Rubber doll or wax figure? New idea to ‘replace’ Lenin’s body in mausoleum sparks communist outrage
A Russian politician has floated an idea to replace Vladimir Lenin’s body with a wax – or rubber – replica, while burying the original. The proposal was promptly branded “delusional and provocative” by Russian communists.

The idea to bury the Bolshevik chief has been repeatedly floated since the collapse of the Soviet Union, yet a local legislator Vladimir Petrov from the Leningrad region – oh, the irony – managed to come up with quite a “refreshing” proposal.

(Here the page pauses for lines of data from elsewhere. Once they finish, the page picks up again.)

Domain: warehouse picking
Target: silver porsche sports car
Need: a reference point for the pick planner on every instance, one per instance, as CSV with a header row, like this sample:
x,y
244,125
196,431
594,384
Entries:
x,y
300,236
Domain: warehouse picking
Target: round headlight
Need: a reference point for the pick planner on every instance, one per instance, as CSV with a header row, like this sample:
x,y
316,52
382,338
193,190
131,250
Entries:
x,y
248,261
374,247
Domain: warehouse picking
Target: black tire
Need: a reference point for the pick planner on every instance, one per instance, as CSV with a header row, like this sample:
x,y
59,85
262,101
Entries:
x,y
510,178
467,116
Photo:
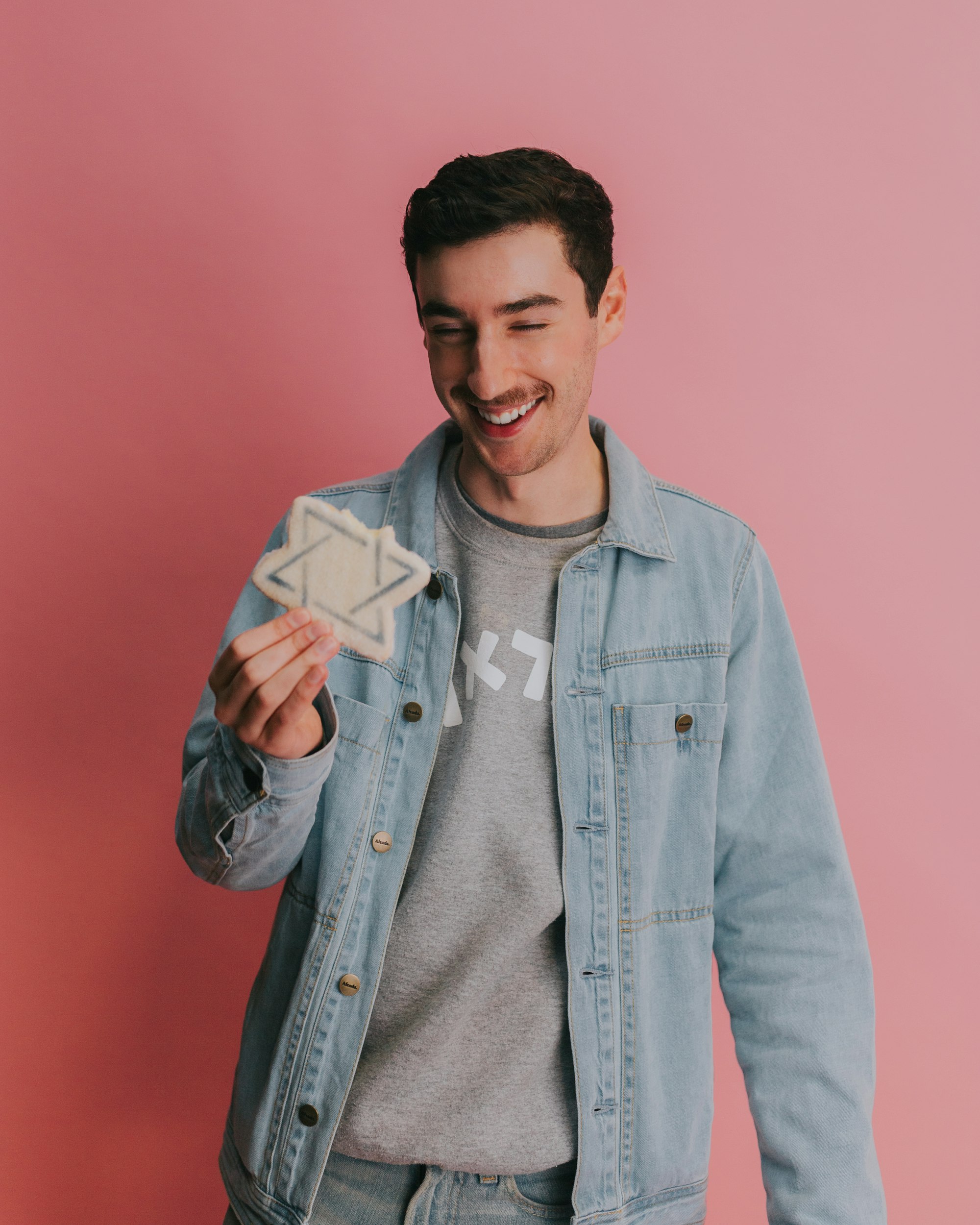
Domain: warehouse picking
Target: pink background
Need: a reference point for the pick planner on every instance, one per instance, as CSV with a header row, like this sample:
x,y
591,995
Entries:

Petrov suggested to bury the mummified body of Vladimir Lenin and replace it with an exact copy – made of wax or some sort of “rubber-polymer” compound. Such move would honor Lenin’s last wish to be buried, please those who enjoy Lenin’s stay in the iconic mausoleum, as well as drastically cut the costs on maintaining the facility, according to the politician.

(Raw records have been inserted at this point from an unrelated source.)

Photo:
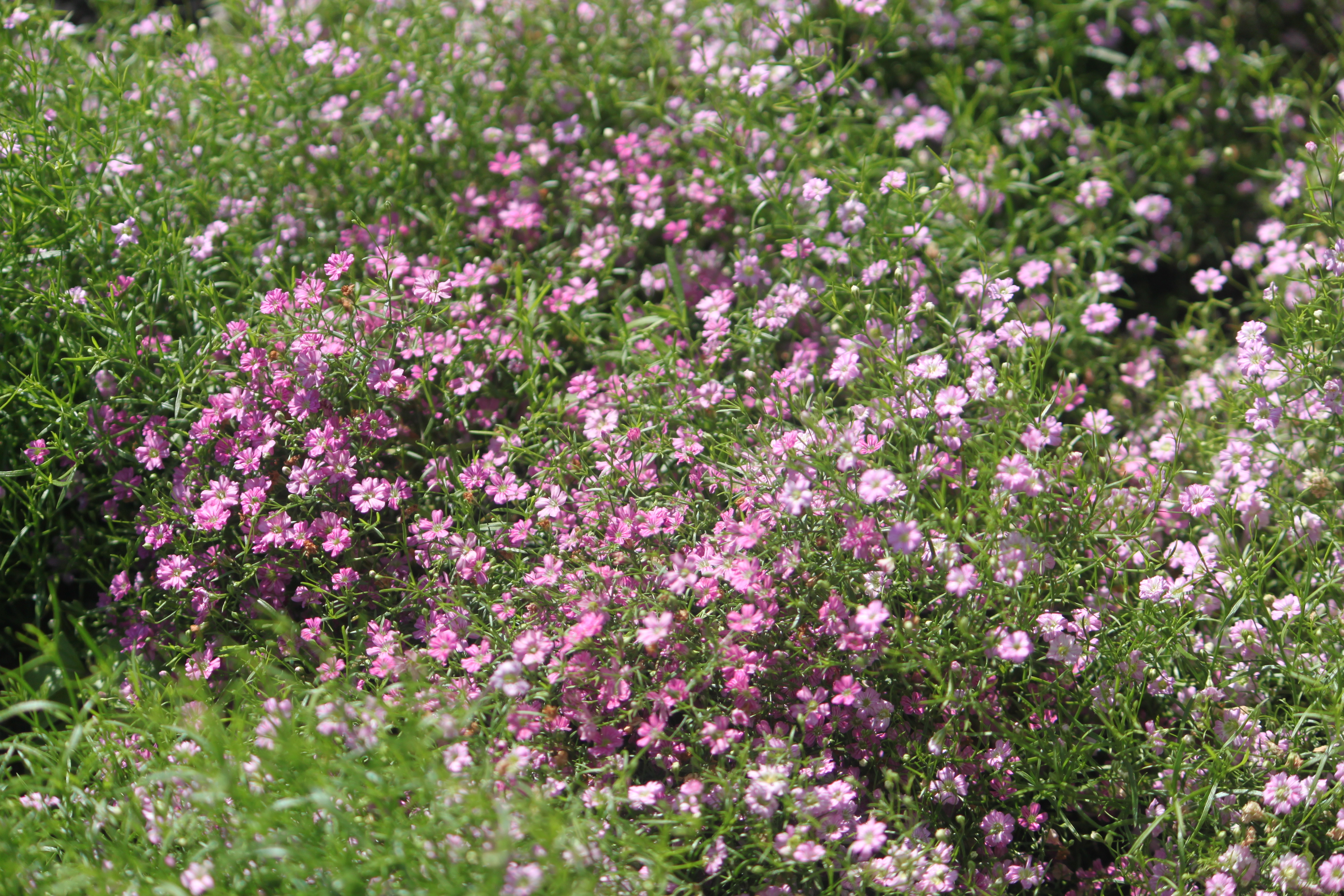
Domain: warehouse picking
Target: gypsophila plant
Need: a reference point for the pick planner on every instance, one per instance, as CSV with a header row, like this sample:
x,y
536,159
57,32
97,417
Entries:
x,y
675,448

Communists, however, were outraged with Petrov’s idea instead, branding it a “provocation” aimed at sowing dissent in Russian society. The legislator has repeatedly tried to do so and openly expressed “anti-Soviet” views, according to the head of the Communist Party's press service Aleksander Yuschenko.

“It's an absolutely disgraceful, delusional idea. If deputy Petrov still has a fraction of conscience and sensible approach to history, he'll be definitely ashamed of this pseudo-idea,” deputy chief of Russian Communist Party's Central committee Dmitri Novikov told RIA Novosti.

The idea to bury Lenin has been repeatedly expressed by some politicians and activists over the past 30 years, while communists have been strongly opposing it. Backers of the idea commonly cite costs of maintaining the tomb, alleged necessity to “bury” the communist past of the county, Orthodox Christian traditions, as well as other things to advocate Lenin's funeral.

READ MORE: ‘Where does Lenin sleep?’ Moscow reveals some bizarre questions of World Cup fans

Authorities, however, distanced themselves from the Lenin burial controversy, explaining that such a move would have little practical value while being potentially offensive to many people.